On one hand, you know—intellectually—that you’re doing exactly what you’re supposed to do. The system is profitable. The backtest is robust. The rules are being followed perfectly. There’s no mistake to fix, no tweak to make. This is the process.
But emotionally, it feels like something is very wrong. There’s a steady, low-grade discomfort that sits with you all day. Not panic, not chaos—just a grinding unease. The equity curve is doing something it has always done in the past, but when it’s happening to you, in real time, it feels different. It feels personal. It feels like failure. Every loss reinforces a quiet doubt: What if this time is different?
What if the backtest was an illusion?
What if I’m just sitting here watching capital bleed for no reason?
And the hardest part is the helplessness. You’re not allowed to act.
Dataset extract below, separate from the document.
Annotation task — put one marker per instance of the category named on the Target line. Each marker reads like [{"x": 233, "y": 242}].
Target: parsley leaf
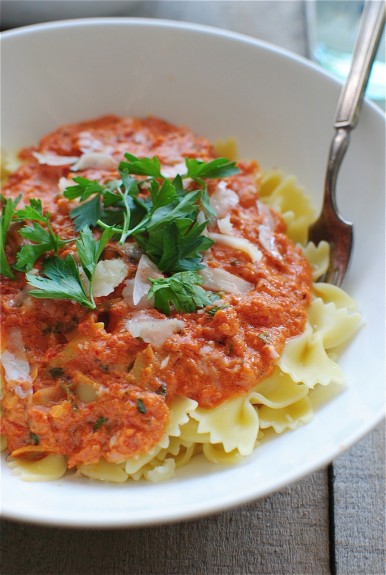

You chose not to act. Discretion would actually feel better—at least you could do something. Cut risk. Override a trade. Reduce exposure. But the system says stay. The system says this is normal. The system says this pain is part of the edge. So you sit there, following rules that are currently producing losses, while knowing those same rules are the only reason the long-term returns exist at all. It creates a very specific kind of tension: Short-term emotional truth: This feels terrible and wrong.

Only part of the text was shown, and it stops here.